They got crushed by Florida, in an embarrassment seen on national television. But it was in early September, the second game of the season, in Gainesville. Stephen Johnson had to step in cold for the injured Drew Barker. Bennie Snell was standing somewhere in the sideline crowd with his helmet off. Jordan Jones was playing his first meaningful minutes. The offensive line was still trying to sort out its assignments.

And it wasn’t a great SEC East season. Other than Florida (6-2 in the conference), nobody else had a better-than-.500 season. Georgia and Tennessee were 4-4, same as UK. South Carolina and Vanderbilt were 3-5, Missouri 2-6. So from this ooze of mediocrity, why isn’t Kentucky regarded as a better contender in the division?

As always, between Labor Day and Big Blue Madness, Kentucky swims against the tide of history. The Cats have that 30-game losing streak against Florida. Before they beat Tennessee in 2011, they’d lost 26 straight to the Volunteers. They’ve since lost five straight. They’ve beaten South Carolina three straight times, but before that they won only one of the previous 14.

More than that, Kentucky hasn’t been able to sustain a consistent winning record on the gridiron since Bear Bryant. And, as nice as it is to have Bryant as part of your athletic history, that’s closing in on 70 years ago. Babe Parilli’s recent passing revived memories of how glorious those Bryant years were, and how long ago they were.

There have been brief moments, of course. Fran Curci. Jerry Claiborne. Hal Mumme, they each had a season or two. Just a decade ago, Rich Brooks led the program to four straight winning seasons and bowl appearances between 2006-2009. But high moments for Kentucky football are ordinary moments in the SEC. Brooks’ record in those four years was a middling 30-22.

So why should SEC observers believe the last seven games of Kentucky’s 2016 regular season represent a renaissance?

Here in the Commonwealth, we see promise and improvement. There’s talk of how much more depth the Wildcats have than at any time in the Mark Stoops Era. How much more athleticism. How much more size.

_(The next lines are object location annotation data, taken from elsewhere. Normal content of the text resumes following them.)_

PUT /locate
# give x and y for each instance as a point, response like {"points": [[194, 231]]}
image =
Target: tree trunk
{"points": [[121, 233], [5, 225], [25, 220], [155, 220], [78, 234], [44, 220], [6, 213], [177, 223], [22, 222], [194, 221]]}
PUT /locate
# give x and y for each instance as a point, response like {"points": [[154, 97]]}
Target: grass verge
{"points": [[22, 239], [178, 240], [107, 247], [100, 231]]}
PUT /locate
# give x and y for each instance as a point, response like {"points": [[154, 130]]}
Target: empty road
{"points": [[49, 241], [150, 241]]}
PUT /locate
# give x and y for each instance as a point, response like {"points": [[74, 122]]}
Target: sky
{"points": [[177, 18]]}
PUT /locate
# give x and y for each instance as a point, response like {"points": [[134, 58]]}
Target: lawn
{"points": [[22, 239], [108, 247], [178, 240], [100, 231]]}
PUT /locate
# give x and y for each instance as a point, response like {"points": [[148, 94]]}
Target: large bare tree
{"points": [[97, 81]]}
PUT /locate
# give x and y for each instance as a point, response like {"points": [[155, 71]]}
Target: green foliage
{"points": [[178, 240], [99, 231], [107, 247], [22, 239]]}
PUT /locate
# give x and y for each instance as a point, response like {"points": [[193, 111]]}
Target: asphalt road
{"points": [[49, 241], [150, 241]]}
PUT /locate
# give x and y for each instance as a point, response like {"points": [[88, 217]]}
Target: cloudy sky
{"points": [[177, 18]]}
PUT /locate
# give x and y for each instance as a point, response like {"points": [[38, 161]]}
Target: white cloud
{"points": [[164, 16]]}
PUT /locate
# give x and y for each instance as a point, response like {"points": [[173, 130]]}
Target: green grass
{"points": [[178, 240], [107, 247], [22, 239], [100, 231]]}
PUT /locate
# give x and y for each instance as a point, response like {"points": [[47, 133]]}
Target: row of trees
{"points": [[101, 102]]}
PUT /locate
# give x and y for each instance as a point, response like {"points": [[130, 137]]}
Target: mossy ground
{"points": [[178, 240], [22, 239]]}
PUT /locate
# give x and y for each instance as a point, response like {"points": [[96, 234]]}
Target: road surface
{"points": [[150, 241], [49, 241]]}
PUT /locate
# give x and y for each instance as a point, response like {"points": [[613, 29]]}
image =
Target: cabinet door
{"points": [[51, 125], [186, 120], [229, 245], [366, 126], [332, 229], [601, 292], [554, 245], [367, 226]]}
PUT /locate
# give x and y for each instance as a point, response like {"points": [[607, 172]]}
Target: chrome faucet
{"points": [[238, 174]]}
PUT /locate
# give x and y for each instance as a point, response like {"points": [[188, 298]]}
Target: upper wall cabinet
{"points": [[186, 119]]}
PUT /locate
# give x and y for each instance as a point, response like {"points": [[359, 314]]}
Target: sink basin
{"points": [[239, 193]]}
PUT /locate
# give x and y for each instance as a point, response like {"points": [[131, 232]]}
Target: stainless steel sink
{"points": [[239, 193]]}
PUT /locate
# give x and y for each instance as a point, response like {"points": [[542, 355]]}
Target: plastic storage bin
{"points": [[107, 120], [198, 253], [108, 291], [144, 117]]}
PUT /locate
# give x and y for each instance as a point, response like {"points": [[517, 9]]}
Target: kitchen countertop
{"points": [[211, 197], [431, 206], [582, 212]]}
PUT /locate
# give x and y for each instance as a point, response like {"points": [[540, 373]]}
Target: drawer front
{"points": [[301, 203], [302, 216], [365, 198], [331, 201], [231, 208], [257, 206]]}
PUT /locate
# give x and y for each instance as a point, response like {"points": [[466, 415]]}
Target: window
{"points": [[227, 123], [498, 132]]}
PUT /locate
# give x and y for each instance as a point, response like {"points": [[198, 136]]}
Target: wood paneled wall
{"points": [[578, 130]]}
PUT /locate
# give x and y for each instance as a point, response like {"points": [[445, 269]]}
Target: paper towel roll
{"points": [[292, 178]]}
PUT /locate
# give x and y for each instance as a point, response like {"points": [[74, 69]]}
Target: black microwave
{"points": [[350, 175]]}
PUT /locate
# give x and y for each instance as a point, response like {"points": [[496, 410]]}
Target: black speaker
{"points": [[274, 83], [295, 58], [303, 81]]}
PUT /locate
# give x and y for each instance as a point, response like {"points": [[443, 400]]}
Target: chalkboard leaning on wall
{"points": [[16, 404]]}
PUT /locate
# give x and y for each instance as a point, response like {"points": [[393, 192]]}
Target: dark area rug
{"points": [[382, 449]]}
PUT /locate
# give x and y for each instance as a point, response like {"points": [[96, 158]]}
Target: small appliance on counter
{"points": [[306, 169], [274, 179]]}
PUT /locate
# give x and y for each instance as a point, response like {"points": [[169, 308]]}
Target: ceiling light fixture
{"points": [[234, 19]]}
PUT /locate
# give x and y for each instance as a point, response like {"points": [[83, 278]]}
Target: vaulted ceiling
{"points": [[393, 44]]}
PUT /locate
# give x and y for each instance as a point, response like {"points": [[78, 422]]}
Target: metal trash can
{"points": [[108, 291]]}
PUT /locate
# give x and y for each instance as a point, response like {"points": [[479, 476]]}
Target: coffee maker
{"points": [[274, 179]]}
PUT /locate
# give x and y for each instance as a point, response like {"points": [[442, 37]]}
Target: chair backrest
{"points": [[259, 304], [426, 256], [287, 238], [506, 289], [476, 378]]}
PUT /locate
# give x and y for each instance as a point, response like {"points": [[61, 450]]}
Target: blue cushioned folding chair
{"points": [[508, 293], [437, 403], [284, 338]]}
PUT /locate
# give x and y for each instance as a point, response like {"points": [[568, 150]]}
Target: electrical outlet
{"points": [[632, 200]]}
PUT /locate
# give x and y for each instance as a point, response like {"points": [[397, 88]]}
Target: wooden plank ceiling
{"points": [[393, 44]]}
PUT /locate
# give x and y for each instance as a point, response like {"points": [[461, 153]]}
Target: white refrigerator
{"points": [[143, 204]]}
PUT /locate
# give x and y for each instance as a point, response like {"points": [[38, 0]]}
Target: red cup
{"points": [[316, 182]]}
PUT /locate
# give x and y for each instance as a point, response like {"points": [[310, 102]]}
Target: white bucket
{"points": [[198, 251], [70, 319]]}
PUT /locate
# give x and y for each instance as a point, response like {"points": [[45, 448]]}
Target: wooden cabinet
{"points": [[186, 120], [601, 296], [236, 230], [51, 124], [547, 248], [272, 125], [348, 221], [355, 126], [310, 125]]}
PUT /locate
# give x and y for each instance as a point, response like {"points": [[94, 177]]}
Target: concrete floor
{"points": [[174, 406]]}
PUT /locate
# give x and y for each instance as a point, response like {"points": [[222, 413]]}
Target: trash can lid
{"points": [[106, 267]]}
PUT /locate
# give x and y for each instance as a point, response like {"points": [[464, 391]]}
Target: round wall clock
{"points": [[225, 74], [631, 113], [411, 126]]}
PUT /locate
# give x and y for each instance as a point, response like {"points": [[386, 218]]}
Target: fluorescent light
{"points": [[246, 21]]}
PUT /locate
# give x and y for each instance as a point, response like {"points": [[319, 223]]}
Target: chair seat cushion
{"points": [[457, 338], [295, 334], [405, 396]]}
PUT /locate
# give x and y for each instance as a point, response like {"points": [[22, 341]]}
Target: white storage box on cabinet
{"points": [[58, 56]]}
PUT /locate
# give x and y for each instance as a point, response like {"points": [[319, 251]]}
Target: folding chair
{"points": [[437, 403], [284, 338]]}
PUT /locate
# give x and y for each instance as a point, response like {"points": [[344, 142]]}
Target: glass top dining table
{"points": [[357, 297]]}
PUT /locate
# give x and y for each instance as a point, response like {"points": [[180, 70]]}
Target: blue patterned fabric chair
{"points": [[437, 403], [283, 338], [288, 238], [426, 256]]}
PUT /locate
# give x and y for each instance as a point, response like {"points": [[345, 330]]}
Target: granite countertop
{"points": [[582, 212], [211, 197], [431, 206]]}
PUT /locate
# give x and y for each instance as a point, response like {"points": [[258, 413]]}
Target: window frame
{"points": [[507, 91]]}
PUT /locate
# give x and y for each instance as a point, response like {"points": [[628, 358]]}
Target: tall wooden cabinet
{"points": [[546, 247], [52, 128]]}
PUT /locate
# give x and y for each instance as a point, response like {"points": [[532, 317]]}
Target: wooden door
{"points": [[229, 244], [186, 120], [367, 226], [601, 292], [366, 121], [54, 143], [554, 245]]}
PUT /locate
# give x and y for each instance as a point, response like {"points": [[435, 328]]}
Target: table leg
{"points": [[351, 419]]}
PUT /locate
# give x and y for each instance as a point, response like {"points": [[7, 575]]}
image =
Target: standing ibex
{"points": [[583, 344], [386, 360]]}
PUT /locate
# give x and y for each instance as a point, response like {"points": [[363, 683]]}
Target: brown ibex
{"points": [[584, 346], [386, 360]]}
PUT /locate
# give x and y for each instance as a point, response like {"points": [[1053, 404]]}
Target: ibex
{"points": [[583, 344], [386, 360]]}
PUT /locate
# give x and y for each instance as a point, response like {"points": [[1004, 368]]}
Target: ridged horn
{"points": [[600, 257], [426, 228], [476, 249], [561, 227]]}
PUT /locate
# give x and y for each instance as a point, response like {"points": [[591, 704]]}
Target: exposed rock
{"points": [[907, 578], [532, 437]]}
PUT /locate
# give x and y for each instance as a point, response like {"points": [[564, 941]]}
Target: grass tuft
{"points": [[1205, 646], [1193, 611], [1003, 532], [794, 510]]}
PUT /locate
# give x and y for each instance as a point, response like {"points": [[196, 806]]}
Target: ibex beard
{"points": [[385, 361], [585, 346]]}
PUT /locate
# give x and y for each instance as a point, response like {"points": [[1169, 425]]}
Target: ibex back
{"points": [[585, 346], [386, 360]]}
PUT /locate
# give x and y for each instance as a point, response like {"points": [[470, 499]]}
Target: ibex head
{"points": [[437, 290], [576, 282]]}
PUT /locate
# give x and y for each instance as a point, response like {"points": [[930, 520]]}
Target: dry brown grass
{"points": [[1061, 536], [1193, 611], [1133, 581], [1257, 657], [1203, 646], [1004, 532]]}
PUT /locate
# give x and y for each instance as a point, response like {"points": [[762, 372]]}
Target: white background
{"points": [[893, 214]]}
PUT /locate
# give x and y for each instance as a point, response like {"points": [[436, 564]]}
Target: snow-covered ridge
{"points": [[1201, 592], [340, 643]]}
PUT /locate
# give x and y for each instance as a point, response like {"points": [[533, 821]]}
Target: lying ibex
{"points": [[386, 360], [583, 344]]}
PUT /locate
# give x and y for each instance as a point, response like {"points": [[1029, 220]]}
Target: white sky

But I get it. To the outside observer, a Snell here and a Jones there, a Denzil Ware here and a Mike Edwards there, don’t instill visions of a BCS candidate.

There are still too many Dorian Bakers, Chris Westrys, Matt Elams, Drew Barkers – physically imposing specimens with all the potential in the world, but too much of it unrealized. Multi-star recruits are great publicity for the program, but they don’t translate into anything until they produce multi-star performances on the college level.

The four I mentioned above, and dozens more who will strap on the pads and helmets soon, still have time to live up to their clippings and create an SEC contender out of all the mixed parts. And nobody’s saying they can’t.

It’s just that until they do, it’s forgivable for outside observers to have their doubts.

As to Coach Marrow’s very logical complaint – “who’s to say all those other teams will improve, but Kentucky won’t?” – the answer is history. Look at the record.

Stoops said it himself. The fourth year is critical in a five-year building program. People are beginning to lose patience. His fourth year, last year, started out like a hot mess. And then, magically, it turned around. Everything Big Blue Nation was hoping for – winning record, bowl invitation, win over Louisville – it all happened.

And so, now, comes the fifth year in the program. If it builds on the last one, as many here believe, it will truly be a football renaissance in Lexington. And others will become believers too.